Thursday, July 1, 2010

"i want you to stay and not go away"

Recent.



For the first time, I will finally admit to myself how much I have fallen for someone who made me feel like i am the light of the universe. Maybe I am taking the easy way out, but maybe for once I can go to the easy choice. All my life, I have been used to the complicated ways of everything. This time I will let go and free fall on the hole thats in front of me. I may not be sure if I will be falling on the right track but its seems to be the only choice.


Lets hit the rewind...


Have you ever tried laying down beside someone who you really like? I did, a few many times. And in that few many times, many have tried to take advantage. I was sorry for myself coz this people are the ones I have learned to trust and be totally comfortable with. Then all things changed..

I lay there, forgetting who I am for the mean time. For the time I was there, the only thing i got was a real conversation with a real man. Telling me things that I didn't want to hear but things that I also need to know. It was an honest conversation.
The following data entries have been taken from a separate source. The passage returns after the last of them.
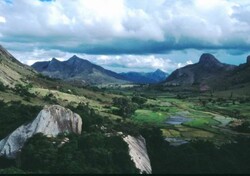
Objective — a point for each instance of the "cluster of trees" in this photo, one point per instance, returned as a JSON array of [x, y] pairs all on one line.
[[23, 91], [2, 87], [92, 153], [14, 114], [196, 157], [127, 107]]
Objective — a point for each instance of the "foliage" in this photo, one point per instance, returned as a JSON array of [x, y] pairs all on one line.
[[12, 170], [2, 87], [139, 100], [15, 114], [196, 157], [126, 108], [87, 153], [38, 154], [23, 90]]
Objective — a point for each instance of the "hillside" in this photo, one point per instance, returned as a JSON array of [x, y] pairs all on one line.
[[206, 73], [146, 78], [12, 71], [78, 70]]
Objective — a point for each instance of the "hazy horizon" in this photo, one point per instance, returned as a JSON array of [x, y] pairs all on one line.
[[126, 35]]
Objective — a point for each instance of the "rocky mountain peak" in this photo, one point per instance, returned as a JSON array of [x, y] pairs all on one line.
[[73, 58], [3, 51], [208, 59], [54, 60], [159, 71], [51, 121]]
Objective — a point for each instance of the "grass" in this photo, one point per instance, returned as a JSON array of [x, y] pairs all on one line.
[[148, 116]]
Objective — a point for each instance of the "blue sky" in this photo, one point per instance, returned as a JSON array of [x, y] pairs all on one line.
[[127, 35]]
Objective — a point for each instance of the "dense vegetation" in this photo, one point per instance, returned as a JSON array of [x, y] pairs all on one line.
[[14, 114], [197, 157]]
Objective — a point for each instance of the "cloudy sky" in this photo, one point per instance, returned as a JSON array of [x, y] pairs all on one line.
[[126, 35]]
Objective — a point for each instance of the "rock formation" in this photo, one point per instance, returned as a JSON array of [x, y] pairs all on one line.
[[248, 60], [138, 153], [51, 121]]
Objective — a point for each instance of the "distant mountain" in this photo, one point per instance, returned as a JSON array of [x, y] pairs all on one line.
[[78, 70], [240, 75], [145, 78], [12, 71], [208, 72]]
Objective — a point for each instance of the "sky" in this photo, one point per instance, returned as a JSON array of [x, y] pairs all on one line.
[[127, 35]]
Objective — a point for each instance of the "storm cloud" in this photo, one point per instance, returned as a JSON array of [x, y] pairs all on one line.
[[142, 29]]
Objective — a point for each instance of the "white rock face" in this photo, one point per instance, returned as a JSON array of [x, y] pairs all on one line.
[[138, 153], [51, 121]]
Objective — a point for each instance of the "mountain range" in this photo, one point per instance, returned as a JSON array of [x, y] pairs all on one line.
[[210, 73], [146, 78], [82, 71], [11, 70]]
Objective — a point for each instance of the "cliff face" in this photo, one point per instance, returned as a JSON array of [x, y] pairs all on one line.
[[138, 153], [51, 121]]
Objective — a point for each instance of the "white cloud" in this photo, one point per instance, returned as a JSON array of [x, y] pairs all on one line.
[[34, 30], [2, 19]]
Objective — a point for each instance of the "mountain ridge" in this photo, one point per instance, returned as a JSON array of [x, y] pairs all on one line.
[[204, 72], [146, 77], [77, 69]]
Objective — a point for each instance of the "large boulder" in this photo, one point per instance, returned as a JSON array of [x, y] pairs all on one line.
[[51, 121], [248, 60], [138, 153]]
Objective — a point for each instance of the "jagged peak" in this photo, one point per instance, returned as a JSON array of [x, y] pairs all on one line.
[[159, 71], [208, 58], [54, 60], [74, 57]]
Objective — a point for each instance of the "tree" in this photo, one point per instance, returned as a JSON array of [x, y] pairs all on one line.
[[38, 154], [139, 100], [126, 108]]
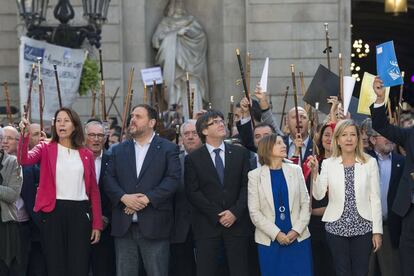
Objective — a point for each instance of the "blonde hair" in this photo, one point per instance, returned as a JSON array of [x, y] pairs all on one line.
[[265, 149], [339, 129]]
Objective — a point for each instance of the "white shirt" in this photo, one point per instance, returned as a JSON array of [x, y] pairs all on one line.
[[98, 165], [211, 149], [140, 153], [70, 183]]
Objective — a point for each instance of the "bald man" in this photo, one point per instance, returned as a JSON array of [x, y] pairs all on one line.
[[295, 138]]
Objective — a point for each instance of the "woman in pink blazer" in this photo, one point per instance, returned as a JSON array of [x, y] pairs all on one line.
[[67, 197]]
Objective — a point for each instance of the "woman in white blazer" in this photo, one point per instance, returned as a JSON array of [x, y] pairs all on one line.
[[353, 216], [279, 207]]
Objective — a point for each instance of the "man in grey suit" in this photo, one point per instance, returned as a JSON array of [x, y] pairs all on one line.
[[182, 242], [141, 179]]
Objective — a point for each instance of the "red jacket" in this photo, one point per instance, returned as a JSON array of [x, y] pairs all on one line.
[[46, 154]]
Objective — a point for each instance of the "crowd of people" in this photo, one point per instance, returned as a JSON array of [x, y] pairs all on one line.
[[334, 198]]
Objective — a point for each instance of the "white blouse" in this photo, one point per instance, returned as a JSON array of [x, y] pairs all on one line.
[[70, 183]]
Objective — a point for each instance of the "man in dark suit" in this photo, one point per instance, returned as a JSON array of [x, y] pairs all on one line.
[[404, 198], [297, 139], [103, 252], [140, 181], [216, 186], [390, 166], [182, 241]]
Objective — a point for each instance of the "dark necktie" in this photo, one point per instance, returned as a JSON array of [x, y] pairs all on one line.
[[219, 165]]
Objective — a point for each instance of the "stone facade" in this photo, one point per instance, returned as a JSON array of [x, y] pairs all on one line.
[[287, 31]]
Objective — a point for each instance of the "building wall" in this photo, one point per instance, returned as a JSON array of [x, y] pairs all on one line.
[[293, 32], [287, 31]]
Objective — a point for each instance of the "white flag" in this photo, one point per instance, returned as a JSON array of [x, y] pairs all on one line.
[[349, 84]]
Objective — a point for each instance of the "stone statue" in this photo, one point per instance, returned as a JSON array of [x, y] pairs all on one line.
[[181, 45]]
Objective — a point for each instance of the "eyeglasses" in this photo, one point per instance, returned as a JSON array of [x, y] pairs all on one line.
[[98, 136], [9, 138], [190, 133], [216, 122]]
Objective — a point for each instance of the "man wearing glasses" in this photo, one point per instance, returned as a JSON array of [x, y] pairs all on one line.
[[103, 253], [216, 186]]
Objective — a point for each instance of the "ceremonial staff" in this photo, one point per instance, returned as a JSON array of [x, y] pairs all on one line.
[[328, 49], [145, 94], [112, 104], [400, 99], [246, 89], [28, 105], [302, 88], [58, 86], [40, 93], [230, 116], [154, 97], [284, 108], [93, 102], [248, 57], [315, 121], [7, 96], [127, 101], [103, 105], [295, 98], [341, 82], [177, 134], [190, 111]]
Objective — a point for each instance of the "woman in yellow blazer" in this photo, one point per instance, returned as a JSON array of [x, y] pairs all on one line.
[[278, 204], [353, 216]]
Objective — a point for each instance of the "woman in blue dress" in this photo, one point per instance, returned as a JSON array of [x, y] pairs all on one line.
[[279, 208]]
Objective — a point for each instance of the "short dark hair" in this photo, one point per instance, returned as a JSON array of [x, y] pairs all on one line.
[[152, 113], [77, 137], [93, 120], [264, 125], [202, 122]]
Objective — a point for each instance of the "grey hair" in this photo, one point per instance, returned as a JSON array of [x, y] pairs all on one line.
[[94, 123], [186, 123]]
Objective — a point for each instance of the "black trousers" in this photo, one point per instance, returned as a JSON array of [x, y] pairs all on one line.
[[321, 255], [182, 262], [103, 255], [407, 243], [66, 232], [37, 262], [350, 254], [236, 253]]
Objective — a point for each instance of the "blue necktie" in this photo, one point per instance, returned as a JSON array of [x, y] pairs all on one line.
[[219, 165]]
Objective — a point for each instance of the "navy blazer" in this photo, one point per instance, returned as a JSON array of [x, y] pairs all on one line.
[[105, 202], [182, 210], [209, 197], [405, 138], [158, 180], [393, 220]]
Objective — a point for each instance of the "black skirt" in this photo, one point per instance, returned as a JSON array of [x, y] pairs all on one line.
[[9, 241]]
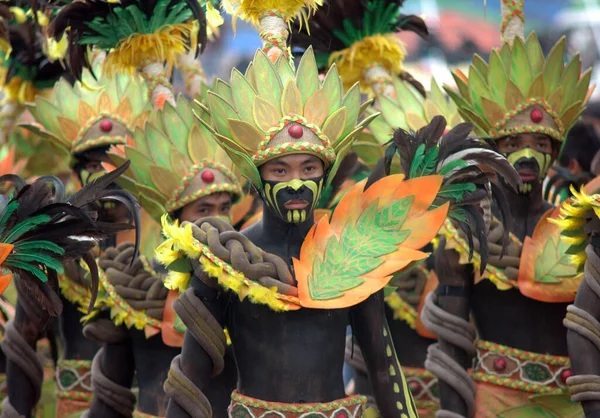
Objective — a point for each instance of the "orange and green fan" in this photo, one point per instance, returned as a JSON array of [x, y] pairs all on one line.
[[175, 161], [275, 109], [361, 38], [91, 113], [373, 232]]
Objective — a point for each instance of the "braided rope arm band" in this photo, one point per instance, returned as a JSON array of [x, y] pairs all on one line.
[[458, 332], [117, 397], [205, 329], [586, 387], [23, 356]]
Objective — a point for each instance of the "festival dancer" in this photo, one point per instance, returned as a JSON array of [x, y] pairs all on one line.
[[579, 223], [41, 230], [526, 103], [84, 120], [288, 132], [177, 168]]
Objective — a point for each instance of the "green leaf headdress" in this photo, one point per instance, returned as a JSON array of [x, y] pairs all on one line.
[[360, 37], [138, 35], [175, 161], [91, 113], [274, 110], [519, 90]]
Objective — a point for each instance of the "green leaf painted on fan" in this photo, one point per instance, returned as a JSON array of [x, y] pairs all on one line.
[[553, 263], [377, 232], [388, 290]]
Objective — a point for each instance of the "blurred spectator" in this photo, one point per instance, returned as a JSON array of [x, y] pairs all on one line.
[[574, 164]]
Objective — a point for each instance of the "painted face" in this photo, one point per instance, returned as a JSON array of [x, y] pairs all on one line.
[[530, 154], [292, 186], [216, 204]]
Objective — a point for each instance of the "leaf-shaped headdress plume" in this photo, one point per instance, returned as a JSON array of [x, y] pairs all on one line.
[[360, 36], [520, 91], [91, 114], [137, 34], [273, 110], [175, 161], [460, 159], [39, 230]]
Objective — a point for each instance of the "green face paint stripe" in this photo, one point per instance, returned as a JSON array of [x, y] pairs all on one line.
[[317, 195], [543, 159]]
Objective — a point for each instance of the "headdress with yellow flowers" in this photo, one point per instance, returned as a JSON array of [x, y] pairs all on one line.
[[175, 161], [520, 91], [138, 35], [27, 66], [274, 110], [188, 64], [361, 38], [91, 113]]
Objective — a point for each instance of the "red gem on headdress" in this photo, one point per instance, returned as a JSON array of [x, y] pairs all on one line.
[[414, 387], [499, 364], [296, 131], [106, 125], [207, 176], [566, 374], [536, 115]]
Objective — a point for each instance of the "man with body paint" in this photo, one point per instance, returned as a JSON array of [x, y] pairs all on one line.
[[519, 301]]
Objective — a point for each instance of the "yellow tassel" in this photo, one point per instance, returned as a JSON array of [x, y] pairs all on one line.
[[56, 50], [42, 19], [574, 240], [251, 10], [568, 224], [163, 46], [177, 281], [385, 50]]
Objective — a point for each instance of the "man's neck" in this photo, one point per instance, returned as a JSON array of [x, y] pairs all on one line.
[[279, 237], [526, 209]]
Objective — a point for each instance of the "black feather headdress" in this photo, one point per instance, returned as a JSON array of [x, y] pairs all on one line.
[[462, 160], [39, 230], [357, 34]]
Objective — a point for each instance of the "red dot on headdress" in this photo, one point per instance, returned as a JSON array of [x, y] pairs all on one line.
[[106, 125], [207, 176], [536, 115], [296, 131]]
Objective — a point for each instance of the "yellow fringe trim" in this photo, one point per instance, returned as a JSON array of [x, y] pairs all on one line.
[[402, 310], [251, 10], [181, 243], [213, 21], [573, 218], [164, 45], [385, 50]]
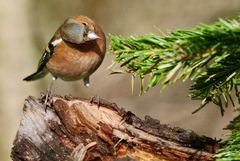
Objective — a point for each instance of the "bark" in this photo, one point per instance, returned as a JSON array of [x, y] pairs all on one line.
[[76, 129]]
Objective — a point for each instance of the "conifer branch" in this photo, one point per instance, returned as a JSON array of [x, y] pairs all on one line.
[[207, 54]]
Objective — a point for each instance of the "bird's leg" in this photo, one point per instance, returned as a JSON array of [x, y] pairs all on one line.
[[94, 97], [49, 91]]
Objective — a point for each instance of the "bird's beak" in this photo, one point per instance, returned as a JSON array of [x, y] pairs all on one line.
[[92, 35]]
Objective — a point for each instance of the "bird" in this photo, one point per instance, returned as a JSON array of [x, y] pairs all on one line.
[[75, 51]]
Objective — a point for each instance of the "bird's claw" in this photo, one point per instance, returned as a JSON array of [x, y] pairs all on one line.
[[95, 99], [46, 99]]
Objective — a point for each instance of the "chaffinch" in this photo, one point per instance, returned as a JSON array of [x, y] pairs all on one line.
[[75, 51]]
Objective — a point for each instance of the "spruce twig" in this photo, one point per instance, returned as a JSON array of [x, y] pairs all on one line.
[[208, 55]]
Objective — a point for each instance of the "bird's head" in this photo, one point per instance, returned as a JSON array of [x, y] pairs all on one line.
[[78, 31]]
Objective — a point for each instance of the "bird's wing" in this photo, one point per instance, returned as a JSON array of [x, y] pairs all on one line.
[[49, 51]]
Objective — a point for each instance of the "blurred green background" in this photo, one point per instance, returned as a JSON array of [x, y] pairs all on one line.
[[26, 26]]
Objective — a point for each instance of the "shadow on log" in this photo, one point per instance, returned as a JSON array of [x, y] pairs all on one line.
[[74, 129]]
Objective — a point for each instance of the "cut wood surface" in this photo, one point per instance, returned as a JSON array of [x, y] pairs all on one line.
[[76, 129]]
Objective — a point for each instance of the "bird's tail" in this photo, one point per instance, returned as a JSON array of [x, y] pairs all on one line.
[[36, 75]]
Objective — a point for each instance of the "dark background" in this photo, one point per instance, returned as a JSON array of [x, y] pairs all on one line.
[[26, 26]]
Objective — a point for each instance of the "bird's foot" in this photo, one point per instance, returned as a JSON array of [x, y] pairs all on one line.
[[46, 99], [95, 99]]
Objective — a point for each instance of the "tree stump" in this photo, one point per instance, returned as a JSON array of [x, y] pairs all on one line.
[[76, 129]]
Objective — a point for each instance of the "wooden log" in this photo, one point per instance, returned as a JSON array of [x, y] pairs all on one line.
[[76, 129]]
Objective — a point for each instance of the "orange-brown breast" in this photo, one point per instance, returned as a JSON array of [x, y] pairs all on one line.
[[77, 61]]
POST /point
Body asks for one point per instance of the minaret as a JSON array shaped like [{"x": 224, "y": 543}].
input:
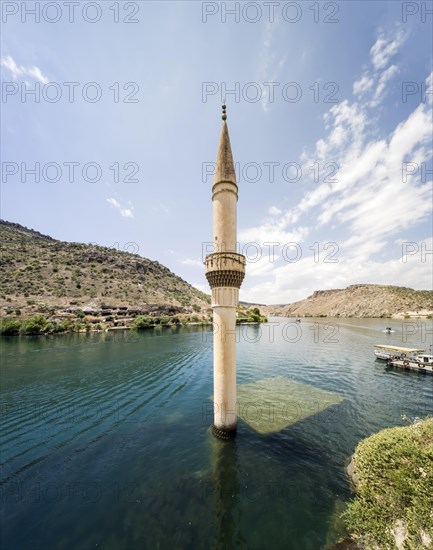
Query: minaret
[{"x": 225, "y": 271}]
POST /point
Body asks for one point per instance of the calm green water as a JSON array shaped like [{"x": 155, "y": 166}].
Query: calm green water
[{"x": 106, "y": 443}]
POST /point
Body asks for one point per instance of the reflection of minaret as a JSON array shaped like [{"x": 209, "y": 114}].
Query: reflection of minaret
[
  {"x": 225, "y": 270},
  {"x": 225, "y": 492}
]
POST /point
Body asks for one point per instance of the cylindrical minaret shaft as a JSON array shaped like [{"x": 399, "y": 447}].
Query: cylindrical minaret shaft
[{"x": 225, "y": 270}]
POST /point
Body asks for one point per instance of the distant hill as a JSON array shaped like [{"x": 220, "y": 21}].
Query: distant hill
[
  {"x": 362, "y": 300},
  {"x": 39, "y": 273}
]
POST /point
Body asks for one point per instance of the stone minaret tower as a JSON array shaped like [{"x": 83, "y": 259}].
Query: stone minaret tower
[{"x": 225, "y": 271}]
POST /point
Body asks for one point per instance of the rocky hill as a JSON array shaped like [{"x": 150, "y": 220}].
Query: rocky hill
[
  {"x": 362, "y": 300},
  {"x": 40, "y": 274}
]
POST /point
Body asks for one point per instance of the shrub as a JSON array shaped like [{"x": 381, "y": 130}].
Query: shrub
[
  {"x": 9, "y": 327},
  {"x": 35, "y": 325},
  {"x": 142, "y": 322},
  {"x": 395, "y": 472}
]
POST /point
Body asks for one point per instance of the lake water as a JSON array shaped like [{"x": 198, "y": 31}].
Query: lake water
[{"x": 106, "y": 441}]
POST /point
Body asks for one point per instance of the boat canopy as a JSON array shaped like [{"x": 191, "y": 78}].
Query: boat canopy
[{"x": 401, "y": 350}]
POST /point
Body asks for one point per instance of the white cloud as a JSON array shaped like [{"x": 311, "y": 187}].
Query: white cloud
[
  {"x": 124, "y": 212},
  {"x": 371, "y": 203},
  {"x": 269, "y": 65},
  {"x": 191, "y": 262},
  {"x": 385, "y": 48},
  {"x": 18, "y": 71}
]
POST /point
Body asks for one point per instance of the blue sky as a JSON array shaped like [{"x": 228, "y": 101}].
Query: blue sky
[{"x": 335, "y": 183}]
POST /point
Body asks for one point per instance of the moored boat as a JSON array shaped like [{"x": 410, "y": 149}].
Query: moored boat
[{"x": 385, "y": 352}]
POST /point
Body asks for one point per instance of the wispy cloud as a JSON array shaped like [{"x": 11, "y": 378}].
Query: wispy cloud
[
  {"x": 372, "y": 85},
  {"x": 124, "y": 212},
  {"x": 269, "y": 64},
  {"x": 368, "y": 203},
  {"x": 191, "y": 262},
  {"x": 19, "y": 71}
]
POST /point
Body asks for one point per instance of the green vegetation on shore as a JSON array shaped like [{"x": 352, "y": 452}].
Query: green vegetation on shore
[
  {"x": 80, "y": 322},
  {"x": 393, "y": 507}
]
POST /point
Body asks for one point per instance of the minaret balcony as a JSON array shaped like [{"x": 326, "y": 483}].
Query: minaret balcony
[{"x": 225, "y": 269}]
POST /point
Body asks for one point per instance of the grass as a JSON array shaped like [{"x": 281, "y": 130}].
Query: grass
[{"x": 395, "y": 472}]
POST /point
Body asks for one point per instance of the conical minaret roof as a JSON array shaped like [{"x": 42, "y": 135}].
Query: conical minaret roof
[{"x": 225, "y": 169}]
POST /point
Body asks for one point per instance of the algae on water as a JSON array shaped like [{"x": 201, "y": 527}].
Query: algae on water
[{"x": 272, "y": 404}]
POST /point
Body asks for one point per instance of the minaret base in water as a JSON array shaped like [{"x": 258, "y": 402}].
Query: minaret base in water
[{"x": 225, "y": 271}]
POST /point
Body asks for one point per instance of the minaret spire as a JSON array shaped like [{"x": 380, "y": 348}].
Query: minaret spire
[
  {"x": 225, "y": 271},
  {"x": 225, "y": 169}
]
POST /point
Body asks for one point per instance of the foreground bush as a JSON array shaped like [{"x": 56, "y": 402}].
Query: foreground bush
[{"x": 394, "y": 502}]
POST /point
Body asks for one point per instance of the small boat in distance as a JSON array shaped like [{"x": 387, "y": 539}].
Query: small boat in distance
[
  {"x": 405, "y": 358},
  {"x": 385, "y": 352}
]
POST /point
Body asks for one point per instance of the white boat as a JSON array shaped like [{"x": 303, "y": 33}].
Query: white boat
[
  {"x": 385, "y": 352},
  {"x": 405, "y": 358},
  {"x": 425, "y": 359}
]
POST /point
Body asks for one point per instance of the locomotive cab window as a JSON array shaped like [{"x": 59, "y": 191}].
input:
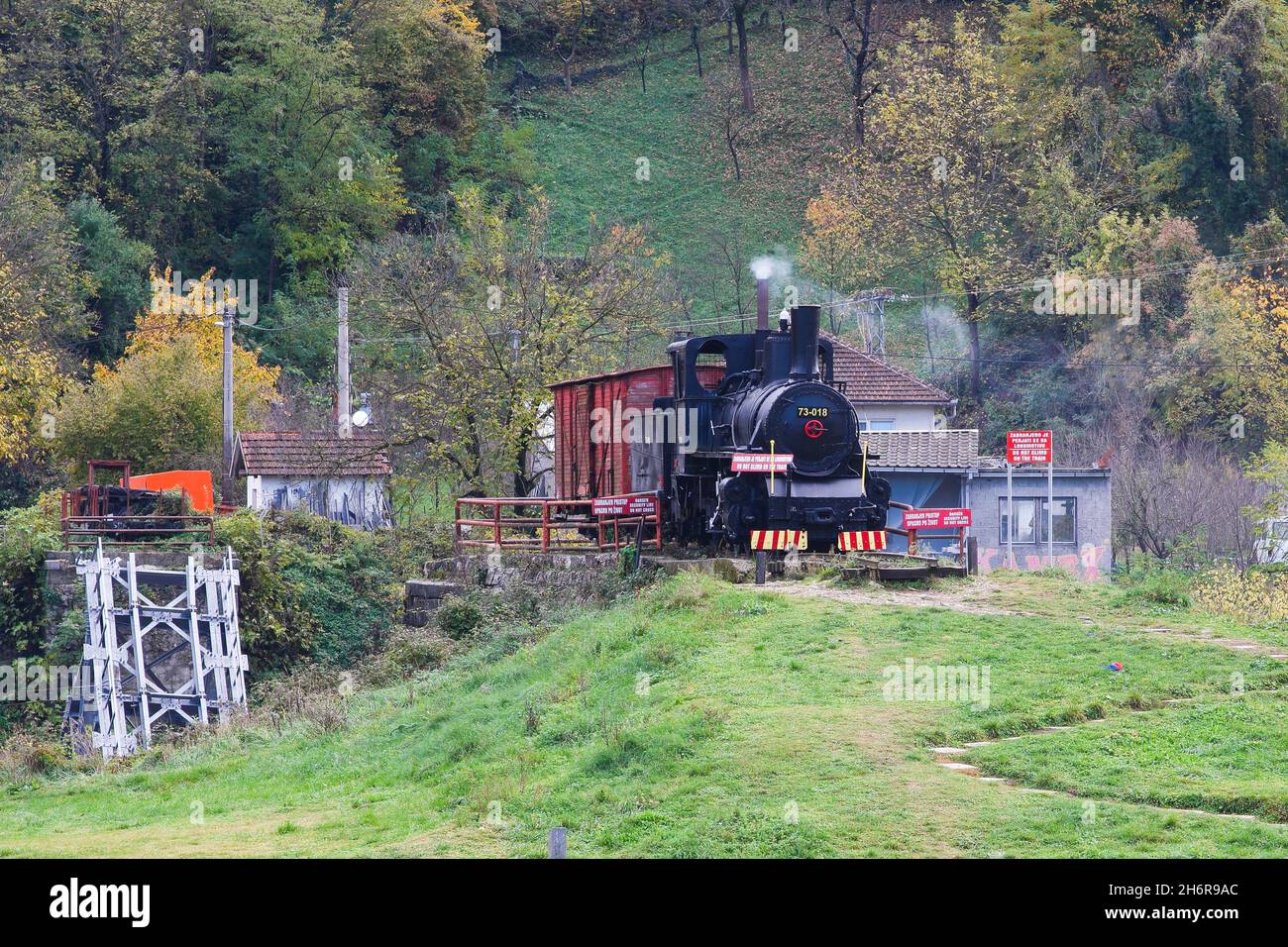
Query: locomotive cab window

As silly as it may sound, we just talked the night away. He had held both of my hands from night til the morning.

"i want you to stay and not go away". I didn't know how i will respond to that.

And in the morning, I got a hug from behind (while I was in front of the mirror) and a kiss on the forehead. For a sucker for love, it was the most romantic thing.

I wanted to say that I am not the one who's going away. He is, and along with him is my heart that had crazy feelings for him in secret.